Mlliyet Milliyet Blog Milliyet Blog
 
Facebook Connect
Blog Kategorileri
 

12 Mart '21

 
Kategori
Gündelik Yaşam
 

NEJAT UYGUR

Ailesiyle beraber başarılı işlere imza atan değerli tiyatro emekçisi Nejat Uygur’un televizyonda yayınlanan oyunlarını izleme olanağı bulduğum için kendimi şanslı hissediyorum. Eşini her daim destekleyerek ’Her başarılı erkeğin arkasında bir kadın vardır’ sözüne örnek teşkil eden Necla Uygur Hanımefendi’nin; ebeveynlerinin gurur kaynağı olan Süheyl, Behzat, Ahmet, Süha, Kemal Uygur kardeşlerin müşterek çalışarak sahnelediği oyunlar tiyatroyla ilgisi olmayan insanlara bile tiyatroyu sevdirmiştir.
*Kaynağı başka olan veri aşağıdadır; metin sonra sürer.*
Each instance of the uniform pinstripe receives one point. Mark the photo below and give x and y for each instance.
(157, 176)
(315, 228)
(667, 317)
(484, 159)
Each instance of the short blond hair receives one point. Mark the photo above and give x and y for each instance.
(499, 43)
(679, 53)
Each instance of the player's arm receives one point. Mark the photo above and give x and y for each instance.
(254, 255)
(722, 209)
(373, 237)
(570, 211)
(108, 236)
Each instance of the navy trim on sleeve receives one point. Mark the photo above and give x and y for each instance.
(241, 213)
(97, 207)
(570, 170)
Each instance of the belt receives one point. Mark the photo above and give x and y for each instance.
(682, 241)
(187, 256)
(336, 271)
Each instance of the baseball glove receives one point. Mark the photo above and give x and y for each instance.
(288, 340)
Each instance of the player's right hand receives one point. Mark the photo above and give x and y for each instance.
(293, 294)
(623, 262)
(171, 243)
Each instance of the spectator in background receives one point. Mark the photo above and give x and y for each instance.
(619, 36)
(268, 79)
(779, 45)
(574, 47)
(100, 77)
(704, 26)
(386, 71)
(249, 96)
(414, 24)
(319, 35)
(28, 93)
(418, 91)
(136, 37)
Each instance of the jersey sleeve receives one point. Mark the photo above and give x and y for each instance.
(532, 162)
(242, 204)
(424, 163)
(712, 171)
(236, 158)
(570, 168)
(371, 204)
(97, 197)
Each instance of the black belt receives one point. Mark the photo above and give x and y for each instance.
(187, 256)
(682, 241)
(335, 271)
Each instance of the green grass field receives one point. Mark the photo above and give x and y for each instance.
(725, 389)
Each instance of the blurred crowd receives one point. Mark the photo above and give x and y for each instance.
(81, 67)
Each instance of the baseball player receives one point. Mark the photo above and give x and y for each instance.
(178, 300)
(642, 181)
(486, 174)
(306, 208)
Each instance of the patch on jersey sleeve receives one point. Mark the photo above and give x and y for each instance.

Bahri Beyat ile birlikte muhteşem bir ikili oluşturan büyük usta, geleneksel tiyatro öğelerine sadık kalarak insanımızı anlatmakla kalmamış, sözünü esirgemez tavrıyla sosyal ve siyasal meseleleri de sahneye taşımıştır. ’Demirel’e Söylerim, ‘Aman Özal Duymasın’ oyunlarıyla siyasileri eleştirmekten çekinmeyen büyük usta ‘Sizinki Canda Bizimki Patlıcan mı?’ oyunuyla gelir adaletsizliğinden yola çıkarak parasal sorunlar yaşayan vatandaşın hislerine tercüman olmuştur. Benzer biçimde ‘Zamsalak’ oyunuyla zamlardan, enflasyondan ve hayat pahalılığından nevri dönen yurdum insanının sıkıntılarını seslendirmiştir.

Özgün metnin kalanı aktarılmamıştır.